A companheira Janja está em Lisboa, acompanha o companheiro Lula em visita de Estado. Lá chegados, ela deixa o hotel para bater pernas no dia livre pré compromissos oficiais. E o que faz a companheira nesse dia e hora? Dobra à direita da entrada do Hotel Tivoli, na Avenida da Liberdade, e embarafusta-se na loja Ermenegildo Zegna, onde, para alegria da oposição e, obcecada por bolsas, demora-se em contemplação de seu objeto de desejo. Essas bolsas e suas grifes fazem a alegria de influencers miolo mole e jornalistas fofoqueiros, que publicam o exato valor dos sacolões Lui Vumiton, como dizia minha amiga Eliana Vidal.

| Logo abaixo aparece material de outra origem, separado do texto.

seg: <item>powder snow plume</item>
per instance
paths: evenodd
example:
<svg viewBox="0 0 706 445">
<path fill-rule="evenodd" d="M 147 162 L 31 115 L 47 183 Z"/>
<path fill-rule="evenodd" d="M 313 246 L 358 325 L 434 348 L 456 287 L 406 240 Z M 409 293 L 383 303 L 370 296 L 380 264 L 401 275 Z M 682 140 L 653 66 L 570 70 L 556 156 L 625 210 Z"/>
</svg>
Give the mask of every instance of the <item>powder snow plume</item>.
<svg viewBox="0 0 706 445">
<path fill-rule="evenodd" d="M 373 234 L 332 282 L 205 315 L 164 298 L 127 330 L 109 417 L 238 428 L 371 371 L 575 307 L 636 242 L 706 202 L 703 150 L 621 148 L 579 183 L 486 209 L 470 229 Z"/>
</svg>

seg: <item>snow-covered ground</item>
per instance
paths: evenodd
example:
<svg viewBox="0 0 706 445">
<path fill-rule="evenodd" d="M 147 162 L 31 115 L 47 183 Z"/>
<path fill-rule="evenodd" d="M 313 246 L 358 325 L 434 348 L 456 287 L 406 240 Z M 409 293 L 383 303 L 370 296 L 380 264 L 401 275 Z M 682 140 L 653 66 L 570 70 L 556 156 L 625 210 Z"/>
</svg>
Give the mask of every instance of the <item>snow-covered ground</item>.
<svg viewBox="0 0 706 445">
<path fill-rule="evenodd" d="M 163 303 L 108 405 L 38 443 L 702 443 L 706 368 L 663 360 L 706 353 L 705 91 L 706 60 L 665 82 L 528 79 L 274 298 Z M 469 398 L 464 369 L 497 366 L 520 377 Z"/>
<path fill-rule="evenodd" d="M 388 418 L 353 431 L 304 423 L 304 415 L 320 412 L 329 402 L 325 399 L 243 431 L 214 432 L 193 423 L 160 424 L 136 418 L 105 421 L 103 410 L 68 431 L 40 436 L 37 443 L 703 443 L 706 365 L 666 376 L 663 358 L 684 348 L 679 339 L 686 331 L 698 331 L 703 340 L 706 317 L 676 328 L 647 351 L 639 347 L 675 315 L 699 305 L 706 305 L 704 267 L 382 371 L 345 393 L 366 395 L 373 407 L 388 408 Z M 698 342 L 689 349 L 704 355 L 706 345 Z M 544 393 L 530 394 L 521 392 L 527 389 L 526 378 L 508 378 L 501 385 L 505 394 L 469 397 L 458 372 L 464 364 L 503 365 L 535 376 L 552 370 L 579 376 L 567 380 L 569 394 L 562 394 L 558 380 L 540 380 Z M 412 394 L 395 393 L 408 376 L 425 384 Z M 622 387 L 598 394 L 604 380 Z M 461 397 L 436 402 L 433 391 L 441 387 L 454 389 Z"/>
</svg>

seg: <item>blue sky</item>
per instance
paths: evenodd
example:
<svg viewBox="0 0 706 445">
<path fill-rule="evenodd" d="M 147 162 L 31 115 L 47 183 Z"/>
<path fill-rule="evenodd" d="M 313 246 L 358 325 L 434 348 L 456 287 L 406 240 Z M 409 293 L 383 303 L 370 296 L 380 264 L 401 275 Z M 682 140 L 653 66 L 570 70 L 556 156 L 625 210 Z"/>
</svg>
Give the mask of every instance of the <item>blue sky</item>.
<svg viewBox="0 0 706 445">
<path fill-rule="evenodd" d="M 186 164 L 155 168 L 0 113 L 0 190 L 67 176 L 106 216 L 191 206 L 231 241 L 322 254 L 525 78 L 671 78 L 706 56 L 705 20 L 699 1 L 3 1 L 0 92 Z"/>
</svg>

Nos 90 dias de primeira dama, Janja alimenta as críticas sobre seu desempenho: deslumbrada e metediça. Gosta de aparecer e dar palpites. Às vezes acerta, como quando organizou a posse do marido com mulheres brasileiras, o exato oposto de Jair Bolsonaro, que odeia mulheres, para ele o mal necessário para exaltar sua imbrochabilidade. Janja repaginou Lula, hoje um homem vestido de ternos bem cortados, camisas e gravatas elegantes (faltam os sapatos sob medida do artesão ítalo-paulistano, como poucos percebiam a adornar os pés de Michel Temer). Lula até usa terno sem gravata, marca da informalidade formal. No resto, é deslumbrada e metediça.

Esses atributos de Janja pespegam nela o timbre de primeiras damas de igual perfil, como Iolanda da Costa e Silva, Dulce Figueiredo para citar duas casadas com ditadores. Janja está longe dos padrões dona Santinha, metediça, porém discreta e católica que fez a cabeça do marido contra o jogo do bicho; dona Marisa Letícia, sua antecessora na função, e Marcela Temer, o símbolo do recato, das virtudes domésticas e da beleza, cujo único exagero era a tatuagem com o nome do marido em sua soberba nuca, algo que um Wilhelm Reich pré freudiano explicaria com detalhes (o Insulto promoveu um seminário sobre essa tatuagem).O Insulto não reivindica para Janja o papel de Mulher de César (o morto por Brutus, não os do rol de imperadores romanos, porque César não chegou a ser César, como Otávio Augusto ou Romulus Augustulus, o último). Quem era a mulher de César? Na linguagem chula de hoje diríamos que era pegadora: César viajava nas campanhas da Gália e da Abissínia, e Pompéia Sula, a mulher, aprontava surubas e bacanais em casa. Enquanto isso, César, bissexual até o cabo, carregava a fama de “o homem de todas as mulheres e a mulher de todos os homens”. Aceitava-se as sacanagens de César e repudiava-se a vida pecaminosa de Pompéia.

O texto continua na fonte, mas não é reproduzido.